Der Übergang in den End-Zustand erfolgt, wenn ein Vorgang gelöscht wird. Dies ist im Moment nicht möglich und insofern ist dieser Übergang z.Zt. bedeutungslos.

Addendum#

Übergänge zu und von isolierten Knoten#

Es gibt Anwendungsfälle, in denen Übergänge zwischen allen Workflow-Status möglich sein sollten, bei denen das Einzeichnen von Übergängen von allen Status zu allen Status (hin und zurück) jedoch die Benutzeroberfläche überladen würde. Um dies zu vermeiden, wurden neue Konfigurationen hinzugefügt, die Übergänge zu und von vollständig oder teilweise isolierten Knoten erlauben.

Workflows mit isolierten Knoten sind immer noch mächtiger als gar kein Workflow (d. h. sich nur auf die erlaubten Status zu verlassen, die der Kombination aus Workspace-Typ und Item-Typ zugewiesen sind): Die Entry-/Exit-/Do-Aktivitäten werden weiterhin ausgeführt. Ohne expliziten Übergang zwischen zwei isolierten Knoten können natürlich keine Übergangsaktivitäten konfiguriert werden.

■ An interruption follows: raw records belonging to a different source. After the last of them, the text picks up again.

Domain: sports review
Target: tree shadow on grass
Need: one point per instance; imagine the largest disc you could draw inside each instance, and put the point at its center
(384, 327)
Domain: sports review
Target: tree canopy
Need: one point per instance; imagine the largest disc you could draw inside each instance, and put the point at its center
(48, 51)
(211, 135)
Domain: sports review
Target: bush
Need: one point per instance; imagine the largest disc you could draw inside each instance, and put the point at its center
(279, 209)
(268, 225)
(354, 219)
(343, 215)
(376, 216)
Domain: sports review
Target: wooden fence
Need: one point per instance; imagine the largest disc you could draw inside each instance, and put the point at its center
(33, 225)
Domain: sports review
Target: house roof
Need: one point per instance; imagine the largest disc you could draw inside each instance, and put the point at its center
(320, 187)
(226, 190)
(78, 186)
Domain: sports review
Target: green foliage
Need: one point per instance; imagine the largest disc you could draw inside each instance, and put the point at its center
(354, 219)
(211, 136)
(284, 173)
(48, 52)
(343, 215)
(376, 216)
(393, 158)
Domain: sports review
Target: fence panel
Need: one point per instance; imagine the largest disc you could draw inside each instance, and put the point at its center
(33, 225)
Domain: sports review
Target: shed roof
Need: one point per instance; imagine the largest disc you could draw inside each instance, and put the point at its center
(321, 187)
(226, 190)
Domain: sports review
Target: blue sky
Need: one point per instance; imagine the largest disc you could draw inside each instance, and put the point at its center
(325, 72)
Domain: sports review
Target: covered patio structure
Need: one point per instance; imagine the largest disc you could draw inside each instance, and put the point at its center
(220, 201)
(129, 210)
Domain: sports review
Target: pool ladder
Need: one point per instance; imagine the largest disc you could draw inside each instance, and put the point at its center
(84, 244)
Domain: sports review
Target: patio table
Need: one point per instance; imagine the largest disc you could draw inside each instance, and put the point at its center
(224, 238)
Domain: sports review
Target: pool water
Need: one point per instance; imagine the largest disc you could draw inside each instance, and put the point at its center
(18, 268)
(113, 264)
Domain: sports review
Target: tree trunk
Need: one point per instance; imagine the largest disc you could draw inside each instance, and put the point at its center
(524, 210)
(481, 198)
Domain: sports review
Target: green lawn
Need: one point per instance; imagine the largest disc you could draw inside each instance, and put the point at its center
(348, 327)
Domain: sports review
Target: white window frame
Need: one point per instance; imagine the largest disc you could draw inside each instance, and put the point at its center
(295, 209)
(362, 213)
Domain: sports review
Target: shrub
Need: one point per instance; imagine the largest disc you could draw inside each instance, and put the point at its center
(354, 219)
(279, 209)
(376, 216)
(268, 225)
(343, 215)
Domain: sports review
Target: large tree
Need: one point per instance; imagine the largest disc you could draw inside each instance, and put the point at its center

Es gibt vier neue Konfigurationsmöglichkeiten, die die Behandlung von vollständig und teilweise isolierten Knoten steuern:

# Ob ein Übergang zu einem Knoten ohne eingehende Übergänge erlaubt ist
workflow.allowTransitionToNodeWithoutIncomingTransition=<trueOrFalse>

# Ob ein Übergang zu einem Knoten ohne jegliche Übergänge
# (weder eingehende noch ausgehende Übergänge) erlaubt ist
workflow.allowTransitionToIsolatedNode=<trueOrFalse>

# Ob ein Übergang von einem Knoten ohne ausgehende Übergänge erlaubt ist
workflow.allowTransitionFromNodeWithoutOutgoingTransition=<trueOrFalse>

# Ob ein Übergang von einem Knoten ohne jegliche Übergänge
# (weder eingehende noch ausgehende Übergänge) erlaubt ist
workflow.allowTransitionFromIsolatedNode=<trueOrFalse>

Diese Einstellungen sind derzeit systemweit; später sollen sie für jeden Workflow einzeln konfigurierbar sein.

Der Eskalations-Trigger wird bei der Beurteilung, ob ein Knoten isoliert ist oder nicht, berücksichtigt. Wenn ein Knoten beispielsweise einen durch den Empfang einer E-Mail ausgelösten Übergang besitzt, aber keinen Übergang für einen expliziten Statuswechsel, gilt er hinsichtlich der expliziten Auswahl eines neuen Status über die Benutzeroberfläche weiterhin als isoliert.

Löschen & Archivieren von Items#

Der Workflow kann steuern, ob das Löschen/Archivieren/Wiederherstellen/ Entarchivieren eines Items erlaubt oder verboten ist. Die END-Station bedeutet entweder „archiviert“ oder „gelöscht“.

Auf Workflow-Ebene gibt es keinen Unterschied zwischen archiviert und gelöscht: Entweder sind beide möglich oder keines von beiden. Der Benutzer kann auf der Benutzeroberfläche entscheiden, ob das Item gelöscht oder archiviert wird – beides bezieht sich auf den Eintritt in die Station namens END.

Die Übergänge zu und von der END-Station können entweder durch explizite Übergänge mit oder ohne Guards bedingt werden, oder es gelten die Konfigurationen bezüglich der Übergänge zu und von isolierten Knoten auch für das Betreten und Verlassen der END-Station.

Bedingte Aktivitäten#

Jede Workflow-Aktivität, sei es eine Übergangsaktivität oder eine Knotenaktivität (Entry/Exit/Do), kann optional eine Bedingung haben. Das bedeutet, die Aktivität wird ausgeführt, wenn entweder keine Bedingung definiert ist oder die Bedingung wahr ist.